The revelation that Ed Cobb is PJ’s father and Michelle his half-sister unravels years of misunderstanding and exposes the long-hidden truth about PJ’s identity. This discovery forces PJ to confront not only the complex history of his family but also the illusions he has built about love. The fantasy that had fueled his hope for a second chance with Michelle collapses into the realization that he has a half-sister, leaving him to reckon with what his search had really been about all along, not romantic love, but a longing for connection and forgiveness. The truth about his father’s identity brings long-suppressed pain to the surface, but it also offers clarity about the patterns of abandonment and addiction in his life. The narrator explains, “It felt good to PJ to say that phrase, my father, and know who the man was” (349). Because he never knew his father’s identity, PJ has felt that a part of his own identity was missing. This new information allows him a clearer sense of who he is.

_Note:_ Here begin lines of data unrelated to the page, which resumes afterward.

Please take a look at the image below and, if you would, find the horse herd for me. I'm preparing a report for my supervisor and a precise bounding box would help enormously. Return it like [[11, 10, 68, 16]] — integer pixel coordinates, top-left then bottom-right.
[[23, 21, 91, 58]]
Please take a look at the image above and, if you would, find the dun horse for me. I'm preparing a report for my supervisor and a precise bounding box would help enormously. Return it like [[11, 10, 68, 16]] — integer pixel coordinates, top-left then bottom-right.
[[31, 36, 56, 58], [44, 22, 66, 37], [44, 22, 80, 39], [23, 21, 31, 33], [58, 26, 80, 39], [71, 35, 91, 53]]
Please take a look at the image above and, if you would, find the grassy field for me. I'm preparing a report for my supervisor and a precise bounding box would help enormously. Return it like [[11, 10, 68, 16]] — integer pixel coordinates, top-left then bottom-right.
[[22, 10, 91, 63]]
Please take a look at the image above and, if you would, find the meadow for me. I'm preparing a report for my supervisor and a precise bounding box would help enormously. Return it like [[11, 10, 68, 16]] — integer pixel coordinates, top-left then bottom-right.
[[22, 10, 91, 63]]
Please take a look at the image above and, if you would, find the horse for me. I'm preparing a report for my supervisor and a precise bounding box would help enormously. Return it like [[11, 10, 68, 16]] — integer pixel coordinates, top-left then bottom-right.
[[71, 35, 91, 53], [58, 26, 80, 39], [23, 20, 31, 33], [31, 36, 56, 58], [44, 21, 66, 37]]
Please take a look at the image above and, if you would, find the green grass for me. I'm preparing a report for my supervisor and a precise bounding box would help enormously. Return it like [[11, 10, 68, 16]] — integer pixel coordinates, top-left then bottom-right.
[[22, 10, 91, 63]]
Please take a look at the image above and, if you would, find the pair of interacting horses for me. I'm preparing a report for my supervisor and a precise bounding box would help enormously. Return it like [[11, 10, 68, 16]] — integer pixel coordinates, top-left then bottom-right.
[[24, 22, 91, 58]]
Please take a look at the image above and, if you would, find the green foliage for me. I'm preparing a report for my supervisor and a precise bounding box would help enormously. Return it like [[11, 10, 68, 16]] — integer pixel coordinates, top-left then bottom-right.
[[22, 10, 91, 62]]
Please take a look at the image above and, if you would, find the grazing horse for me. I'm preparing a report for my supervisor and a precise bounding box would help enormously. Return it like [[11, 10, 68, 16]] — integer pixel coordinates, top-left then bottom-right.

Ironically, PJ doesn’t find the romantic love he’s been chasing at Tender Hearts but instead unexpectedly discovers familial love. This revelation is both shocking and transformative, forcing PJ to confront the deeper reasons behind his longing for connection. The discovery gives him a new sense of belonging. The community PJ gains at Tender Hearts underscores the novel’s exploration of Finding Connection Amid Life’s Fragility: In a place where people are living their final years, PJ finds a new beginning for himself. This community offers the kind of steady, unconditional support he needs to continue his recovery and to take responsibility for Ollie and Luna. For the first time, PJ begins to see that his life has value and that real, sustaining love doesn’t come from chasing the past but from rebuilding the life he has been given in the present.
The revelation of Ivy’s terminal cancer diagnosis shatters the assumption that Pancakes’s presence signals PJ’s impending death. Throughout the novel, the pattern of death following Pancakes’s appearances has created a sense of ominous inevitability, casting the cat as an ominous harbinger of loss. Ivy’s diagnosis disrupts this pattern, forcing both the characters and the reader to reconsider what Pancakes represents. Rather than being a symbol of death, Pancakes embodies the compassion of transition, arriving not to curse, but to comfort, much like a hospice nurse. This shift recasts the novel’s exploration of mortality, revealing that love and companionship can coexist with grief, and that sometimes the presence of mortality is the guiding force that leads humans toward necessary acceptance.